I didn’t miss the joke, I was adding to it (hence the shielded comment)

rpitera · June 26, 2017, 1:46pm

So I missed the joke then!

egs · June 26, 2017, 1:49pm

Go back to your original setup where you had it working on :8123.
Then instead of setting up 443 to 8123 forwarding, use 8123 as the start and end values, then connect using the Dynamic DNS URL you setup and specify the port at the end jbcigears.duckdns.org:8123 .

The only reason the article has you forward 443 to 8123 is so you don’t have to put :8123 at the end of the URL when you are trying to access it from your phone remotely.

anon43302295 · June 26, 2017, 1:59pm

^what he said.

Obvious when somebody actually says it!

jcbigears · June 28, 2017, 11:29am

Thank you all, and the problem is solved!
So, I hope this benefits anyone with a router where the port forwarding is limited, and thanks again for all of you that helped. I’ll try and be as precise as I can with what I found to have worked.
Let’s assume you are following the instructions here and you get stuck on step 5. It asks you to set up a port forwarding rule on a router with limited rule creation capabilities.

For router Netgear CG3100D-2, instead of what the instructions tell you in step 5, create rule as follows:

name: ha_ssl
start 443
end 8123
protocol both
192.168.0.### (the static IP address you set up in previous steps)

The other rule that should already be set up is:

name: ha_letsencrypt
start 80
end 80
protocol both
192.168.0.### (the static IP address you set up in previous steps)

The configuration file should read:

http:
api_password: obviouslyimnotgoingtotellyou
ssl_certificate: /private/etc/letsencrypt/live/examplehome.duckdns.org/fullchain.pem
ssl_key: /private/etc/letsencrypt/live/examplehome.duckdns.org/privkey.pem
base_url: examplehome.duckdns.org:8123

obviously replacing the above password and duckdns items “examplehome”.

When logging in remotely and locally, I then found that I could access HA via:

https://examplehome.duckdns.org:8123/

I would also add that I found that app dDNS Broker very helpful for keeping duckdns up to date, even though it costs $4, it’s easy to set up and run on a Mac. Secondly I installed https://brew.sh to help in step 4 with the commands used to download the certificate, using the instructions here.

Certificate renewal is easiest on a Mac IMHO by using the command

sudo certbot certonly --standalone -n -d examplehome.duckdns.org -d www.examplehome.duckdns.org

but I’m trying to figure out the best way of setting that up as I’ve just discovered that crontab no longer works

Thanks again everyone, and I hope this helps someone else in the future.

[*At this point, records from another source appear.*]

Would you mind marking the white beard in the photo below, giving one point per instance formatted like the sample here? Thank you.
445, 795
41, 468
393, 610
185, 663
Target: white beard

anon43302295 · June 28, 2017, 1:16pm

You can set a HA automation to renew the certificate, it’s in the guide

rpitera · June 28, 2017, 1:27pm

AH! I thought that was it!!

jcbigears · June 28, 2017, 1:27pm

I tried that alas but the Mac syntax no longer wants to play.
So I’ve got up to step 7, but now I’m stuck.

$ sudo apt-get update
$ sudo apt-get install ssl-cert-check

returns “command not found”

It’s late and I need some sleep. One day I’ll buy a Raspberry pi and dive in there because I suspect most of these instructions are written for that system.

jcbigears · June 28, 2017, 1:29pm

and adding :8123 to the base_url

rpitera · June 28, 2017, 1:33pm

And that’s something I am going to try on my set up. I want to see if it breaks anything.

anon43302295 · June 28, 2017, 1:41pm

In the note below those commands is the location where the script for ssl-cert-check can be found. I can’t help with how you would then use that script on a Mac, but I’m sure somebody can point you in the right direction.

Hope this helps.

jcbigears · June 28, 2017, 1:43pm

thank you. I’ll hunt around tomorrow.